Example of Phantom Profits
Let’s look at an example related to inventory accounting:
Suppose a company, Best Widgets Co., manufactures widgets. Due to increasing raw material costs, the cost to produce a widget has been steadily rising over the year:
- In January, it costs $10 to make a widget.
- In February, it costs $12 to make a widget.
- In March, it costs $15 to make a widget.
Best Widgets Co. uses the Last In, First Out (LIFO) method for inventory accounting. This means that when they sell a widget in March, they record the cost of goods sold (COGS) as $15, even if the widget they actually sold was one of the ones produced in January for $10.

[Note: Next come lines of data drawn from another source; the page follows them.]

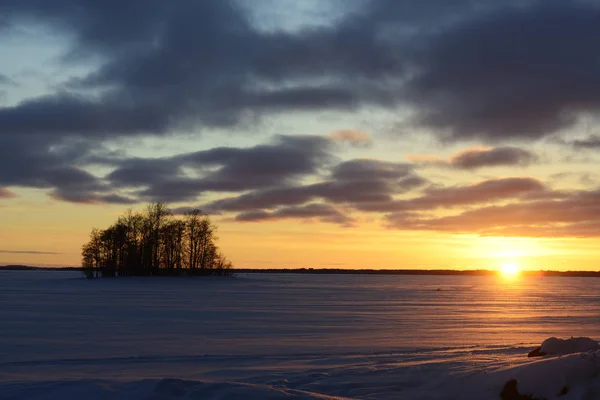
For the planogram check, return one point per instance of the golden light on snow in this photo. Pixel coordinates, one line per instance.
(510, 269)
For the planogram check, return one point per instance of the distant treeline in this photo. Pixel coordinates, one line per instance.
(154, 242)
(30, 268)
(333, 271)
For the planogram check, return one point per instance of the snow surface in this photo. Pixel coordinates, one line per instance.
(292, 336)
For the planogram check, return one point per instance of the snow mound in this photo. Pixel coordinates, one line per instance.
(555, 347)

Now suppose Best Widgets Co. sells a widget for $20 in March. According to their LIFO accounting, they will record a profit of $5 ($20 selling price – $15 COGS). But in reality, if they sold a widget that was manufactured in January, their actual profit is $10 ($20 selling price – $10 COGS). The difference of $5 is phantom profit—it appears on their financial statements, but it’s not money that they’ve actually earned.
This is a simplified example, but it shows how accounting methods can sometimes create the appearance of profit where there isn’t one. It’s important for anyone reading a company’s financial statements to understand these nuances.